Qué puedes hacer tú con todo esto

Lo primero es saber dónde mirar. Al Fahidi, el barrio histórico de Dubái, es el mejor punto de partida para entender de qué hablamos cuando decimos patrimonio local, y la Autoridad de Cultura y Artes de Dubái (Dubai Culture) publica cada temporada sus ferias y actividades. Hatta, con su pueblo patrimonial, merece el viaje.

Lo segundo es la forma. Pide permiso antes de fotografiar a alguien, sobre todo en una feria o en una casa, y no toques las piezas expuestas sin que te lo indiquen. Aquí las cosas funcionan diferente y eso tiene su encanto: se pregunta, se espera, se agradece. Un ‘salam’ bien dicho abre más puertas que cualquier cámara.

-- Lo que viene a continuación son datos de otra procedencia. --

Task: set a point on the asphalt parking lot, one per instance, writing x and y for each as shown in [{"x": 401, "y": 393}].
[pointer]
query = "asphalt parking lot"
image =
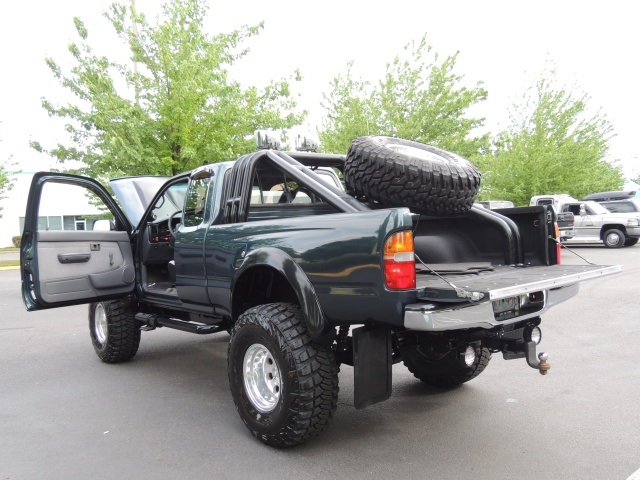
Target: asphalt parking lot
[{"x": 168, "y": 413}]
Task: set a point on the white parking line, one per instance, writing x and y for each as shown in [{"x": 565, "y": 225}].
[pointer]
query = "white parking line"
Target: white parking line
[{"x": 635, "y": 476}]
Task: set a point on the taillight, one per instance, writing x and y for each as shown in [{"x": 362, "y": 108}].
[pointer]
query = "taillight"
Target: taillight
[
  {"x": 399, "y": 261},
  {"x": 558, "y": 246}
]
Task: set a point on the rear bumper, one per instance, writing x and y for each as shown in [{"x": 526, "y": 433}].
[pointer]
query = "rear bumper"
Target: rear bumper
[
  {"x": 442, "y": 311},
  {"x": 423, "y": 317}
]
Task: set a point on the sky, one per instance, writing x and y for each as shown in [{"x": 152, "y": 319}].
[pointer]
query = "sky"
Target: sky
[{"x": 505, "y": 44}]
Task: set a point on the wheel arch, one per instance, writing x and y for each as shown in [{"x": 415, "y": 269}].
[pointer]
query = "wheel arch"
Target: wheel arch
[
  {"x": 610, "y": 226},
  {"x": 269, "y": 275}
]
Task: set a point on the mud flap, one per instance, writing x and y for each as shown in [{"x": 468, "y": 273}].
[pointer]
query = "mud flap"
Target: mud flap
[{"x": 372, "y": 362}]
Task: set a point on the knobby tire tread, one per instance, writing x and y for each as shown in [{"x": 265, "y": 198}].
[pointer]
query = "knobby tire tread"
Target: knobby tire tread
[
  {"x": 316, "y": 399},
  {"x": 123, "y": 339},
  {"x": 392, "y": 179}
]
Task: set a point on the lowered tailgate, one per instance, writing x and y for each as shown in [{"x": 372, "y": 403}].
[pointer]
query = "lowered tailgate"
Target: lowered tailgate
[{"x": 496, "y": 282}]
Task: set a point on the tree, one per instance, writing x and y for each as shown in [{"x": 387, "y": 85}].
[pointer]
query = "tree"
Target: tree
[
  {"x": 174, "y": 108},
  {"x": 419, "y": 98},
  {"x": 552, "y": 146},
  {"x": 6, "y": 179}
]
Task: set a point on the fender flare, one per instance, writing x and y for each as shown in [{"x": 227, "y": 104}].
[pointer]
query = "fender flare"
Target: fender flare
[{"x": 278, "y": 260}]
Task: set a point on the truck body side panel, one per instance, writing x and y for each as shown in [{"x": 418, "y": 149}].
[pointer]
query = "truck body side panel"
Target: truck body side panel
[{"x": 339, "y": 253}]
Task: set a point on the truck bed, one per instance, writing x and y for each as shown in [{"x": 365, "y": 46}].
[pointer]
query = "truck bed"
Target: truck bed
[{"x": 496, "y": 282}]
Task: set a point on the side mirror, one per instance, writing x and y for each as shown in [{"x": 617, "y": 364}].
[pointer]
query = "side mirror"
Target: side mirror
[{"x": 103, "y": 225}]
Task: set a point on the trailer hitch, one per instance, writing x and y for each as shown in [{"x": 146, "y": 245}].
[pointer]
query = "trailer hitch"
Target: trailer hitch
[{"x": 540, "y": 362}]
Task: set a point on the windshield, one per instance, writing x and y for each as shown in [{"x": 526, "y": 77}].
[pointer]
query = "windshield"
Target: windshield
[{"x": 135, "y": 194}]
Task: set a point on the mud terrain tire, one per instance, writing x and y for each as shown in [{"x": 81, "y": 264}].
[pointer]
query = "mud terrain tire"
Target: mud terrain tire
[
  {"x": 401, "y": 173},
  {"x": 284, "y": 385}
]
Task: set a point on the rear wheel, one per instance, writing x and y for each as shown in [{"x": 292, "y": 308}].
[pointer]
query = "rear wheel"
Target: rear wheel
[
  {"x": 114, "y": 332},
  {"x": 613, "y": 238},
  {"x": 284, "y": 385},
  {"x": 443, "y": 370}
]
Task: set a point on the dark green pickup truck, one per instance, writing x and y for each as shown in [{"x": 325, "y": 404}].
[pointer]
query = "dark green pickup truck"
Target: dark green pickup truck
[{"x": 304, "y": 275}]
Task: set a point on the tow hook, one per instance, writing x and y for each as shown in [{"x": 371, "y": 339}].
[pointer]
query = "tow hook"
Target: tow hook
[{"x": 540, "y": 362}]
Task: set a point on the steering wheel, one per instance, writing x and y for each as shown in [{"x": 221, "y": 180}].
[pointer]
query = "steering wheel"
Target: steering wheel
[{"x": 170, "y": 225}]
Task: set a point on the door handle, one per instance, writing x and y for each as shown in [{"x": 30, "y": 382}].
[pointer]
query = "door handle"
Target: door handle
[{"x": 74, "y": 257}]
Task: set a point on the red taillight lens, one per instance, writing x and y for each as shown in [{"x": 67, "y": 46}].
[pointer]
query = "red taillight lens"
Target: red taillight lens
[{"x": 399, "y": 261}]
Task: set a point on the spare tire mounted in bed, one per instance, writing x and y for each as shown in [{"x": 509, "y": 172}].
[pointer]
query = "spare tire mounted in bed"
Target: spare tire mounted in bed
[{"x": 401, "y": 173}]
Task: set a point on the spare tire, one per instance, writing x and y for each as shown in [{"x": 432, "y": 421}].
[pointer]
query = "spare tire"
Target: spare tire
[{"x": 401, "y": 173}]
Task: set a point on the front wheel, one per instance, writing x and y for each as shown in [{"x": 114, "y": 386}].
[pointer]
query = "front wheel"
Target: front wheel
[
  {"x": 613, "y": 238},
  {"x": 443, "y": 370},
  {"x": 284, "y": 385},
  {"x": 114, "y": 332}
]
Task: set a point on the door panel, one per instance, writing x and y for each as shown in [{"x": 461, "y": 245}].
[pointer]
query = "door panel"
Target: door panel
[
  {"x": 76, "y": 245},
  {"x": 81, "y": 264}
]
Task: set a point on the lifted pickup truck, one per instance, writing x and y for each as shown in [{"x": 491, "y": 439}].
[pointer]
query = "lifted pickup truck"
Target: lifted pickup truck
[{"x": 272, "y": 249}]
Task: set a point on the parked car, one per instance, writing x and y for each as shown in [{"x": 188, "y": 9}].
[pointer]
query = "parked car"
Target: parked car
[
  {"x": 617, "y": 195},
  {"x": 594, "y": 223},
  {"x": 621, "y": 206},
  {"x": 307, "y": 276}
]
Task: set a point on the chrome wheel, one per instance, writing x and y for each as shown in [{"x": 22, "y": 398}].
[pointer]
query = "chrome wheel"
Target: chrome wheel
[
  {"x": 101, "y": 327},
  {"x": 613, "y": 239},
  {"x": 261, "y": 378}
]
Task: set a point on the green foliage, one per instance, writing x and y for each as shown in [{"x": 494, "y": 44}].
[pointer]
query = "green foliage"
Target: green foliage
[
  {"x": 6, "y": 179},
  {"x": 419, "y": 98},
  {"x": 551, "y": 147},
  {"x": 174, "y": 108}
]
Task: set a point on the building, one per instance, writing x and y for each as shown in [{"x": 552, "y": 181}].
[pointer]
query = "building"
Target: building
[{"x": 62, "y": 208}]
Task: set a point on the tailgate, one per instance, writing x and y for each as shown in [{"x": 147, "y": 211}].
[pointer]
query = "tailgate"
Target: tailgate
[{"x": 495, "y": 282}]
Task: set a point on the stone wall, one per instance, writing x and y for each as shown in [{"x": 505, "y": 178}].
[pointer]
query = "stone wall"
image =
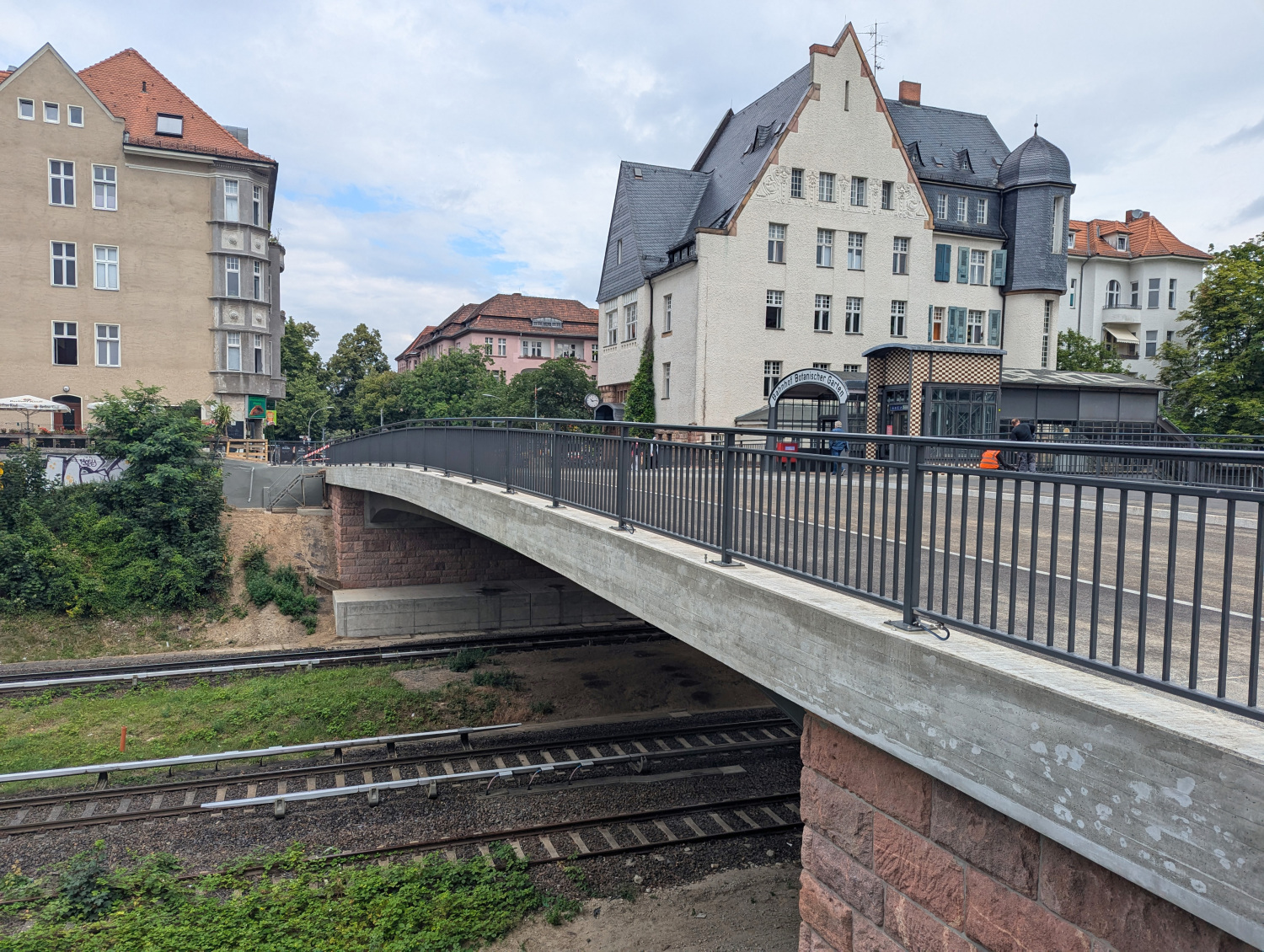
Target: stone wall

Y lo tercero, paciencia: los resultados completos se irán conociendo poco a poco, porque el archivo todavía no es público. El Gobierno de los EAU reúne la información oficial de este tipo de iniciativas en su portal institucional, por si quieres seguirle la pista. Con esto ya tienes bastante para mirar la ciudad con otros ojos.

La próxima vez que pases por delante de un puesto y veas una cuerda de lana con anillos de plata, no sigas de largo. Pregunta qué es, quién la hizo y de dónde viene. Te lo digo por experiencia: ahí dentro cabe una historia de siglos, y te la van a contar encantados.

Para que no te pille por sorpresa

  • Lo más importante: Al Khuzam nació como herramienta para guiar camellos y hoy es símbolo de identidad emiratí: tres fases documentadas, del desierto al emblema.
  • El error más común: confundirlo con bisutería de mercadillo. La mayoría de los recién llegados lo ve sin verlo, y no pregunta.
  • Te recomiendo: empezar por el barrio histórico de Al Fahidi y por las ferias que anuncia Dubai Culture cada temporada; si puedes, añade una mañana de carreras de camellos en Al Marmoom.
  • Para sonar local: ‘khuzam’ (la pieza tradicional de la que habla este artículo) y ‘salam alaikum’ (la paz sea contigo), el saludo que abre cualquier puerta.